I’ve passed The Tavern multiple times on my way to Mohamed Sultan road, but have never really peeked into this inconspicuous restaurant along the road. But boy was I in for a surprise.
The Tavern offers Swiss and Continental in an intimate shophouse, seating just 45 persons. Not something I expected amongst the roadside coffeeshops just beside.
Known for its great service and excellent traditional European food, The Tavern is a popular haunt with the rich and famous of Singapore. A lot of emphasis is placed on hospitality and the owner is always ready to go the extra mile.
The interior is really quaint and intimate, which strongly resembles my experience dining in Europe. Rustic yet aristocratic plates are used to further create this special ambience.
The Tavern restaurant sees mostly a host of regular customers, and do not have a table menu; Most of the regulars already know what to order. If you’re new however, there is a separate appetizer and main course menu mounted on a board in the restaurant.
Other than the out-of-Singapore in The Tavern, the high quality steaks are really well known as well, which was what guided me here. Today, we’ll be tasting 3 premium steaks from 3 different countries.
Chef brought out the raw beef meats to let us have a preview of what’s to come.
Japanese Miyazaki A5 Wagyu ($65/100g). A5 is the highest marbling grade of Wagyu beef in Japan, you can just see how intricate the fat patterns are on this steak.
Australian Stockyard Wagyu Ribeye MBS 7 ($45/100g). Stockyard specializes in fattier grain-fed beef, which while not as heavily marbled as the Japanese beef, should provide some contrast and different flavours.
U.S Certified Angus Beef Prime Ribeye ($39/100g). In all of the US, less than 2% of all beef is graded USDA Prime, which indicates good marbling ratio and younger age beef for finer texture.
Escargot “Madagasy” half dozen ($16.50). Huge baked escargots with a runny cheese cream and garlic under tones. Juicy and flavorful without that raw gamey taste.
Soup of the day: Oyster Chowder ($11). This was really flavorful, but I wasn’t very used to having diced carrots in the soup, which added some sweetness to the heavy cream base. My guess is that chef added carrots so it wouldn’t be as repetitive or ‘jelat’, as the oysters with cream as well gets very heavy on the palate after a few spoons.
Lobster Bisque ($13). Some lobster bisque over extract the shell flavours to a point where it’s almost bitter, but I liked the Tavern’s version. A lot. The sweetness of the lobster flavour shines without being overpowering, while the generous lobster tail makes a scrumptious mouthful.
Pan-fried Hokkaido Scallop ($34). Sweet and big Hokkaido scallops which are significantly sweeter than normal scallops. There is a small piece of orange segment at the side to add some acidity and sweetness, while the salad had a spicy, sour vinaigrette.

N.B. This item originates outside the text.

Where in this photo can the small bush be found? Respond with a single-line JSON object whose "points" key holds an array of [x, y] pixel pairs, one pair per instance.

After your steak is cooked, it is brought out table side and sliced in front of you according to how thick you want it. I would advice at least an inch thickness per steak, but we were having a sample portion on all 3 meats thus a thinner cut.
As expected, the Japanese A5 wagyu was extremely buttery and literally just melts with each bite. If you’re not used to such heavy marbling, it might get very monotonous after just a few bites. It’s best to wash this down with an acidic and tannic red wine to counter the heavy mouthful of fats.

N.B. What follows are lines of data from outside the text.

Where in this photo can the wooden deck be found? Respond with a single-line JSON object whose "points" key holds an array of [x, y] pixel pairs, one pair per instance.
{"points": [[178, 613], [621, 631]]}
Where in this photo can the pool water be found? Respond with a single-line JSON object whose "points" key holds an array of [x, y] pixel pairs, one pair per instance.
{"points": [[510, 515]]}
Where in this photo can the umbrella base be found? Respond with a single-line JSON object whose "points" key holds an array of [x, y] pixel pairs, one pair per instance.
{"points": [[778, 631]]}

The mustard and greens on the side also serve to bring more balance to the meal.
I found the Australian Wagyu and US Angus to be more to my liking, which doesn’t just ooze marbling and fats, but have a bit more character and beefiness to the meat as well as being tender. Very little tendons in between, and definitely excellent choice cuts that are well cooked.
Passion fruit sorbet. You get served this simple sorbet to cleanse the palate from all the heavy umami beef. A simple, sour, icy dessert that is surprisingly tasty.

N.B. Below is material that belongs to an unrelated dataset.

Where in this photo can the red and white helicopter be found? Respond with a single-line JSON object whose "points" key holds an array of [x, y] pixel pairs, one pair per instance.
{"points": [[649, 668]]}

Rhubarb Crumble ($14). Topped with Caramel ice cream, the rhubarb appears to have hints of bitterness and wasn’t as sour as we liked. Good baked crumbs though, and the combination of sweet with sour, cold with hot was excellent.
Gaelic Coffee ($16). Also known as Irish coffee, this is a cocktail composed of hot coffee, sugar, cream and of course whiskey (there’s some Drambuie as well). The whole creation of this drink is a table-side show, with the sugar being caramelized and alcohol being flamed theatrically. Thick cream is then topped off to finish this hot cocktail.
A very strong and warming drink, this would be perfect in winter or cold weather, and definitely pleases my alcoholic and caffeine addiction- A digestif and after-meal coffee all in one. Consider getting the Cherries Jubilee or Crepe Suzette as well, which also promises some showmanship.
Classic table side service, top-notch hospitality, The Tavern restaurant epitomizes the old-fashioned European fine-dining concept. A big thanks to Mr Poh for having me at the Tavern. It was truly enjoyable and a top choice for dinner and romance, although definitely not a casual dining price range.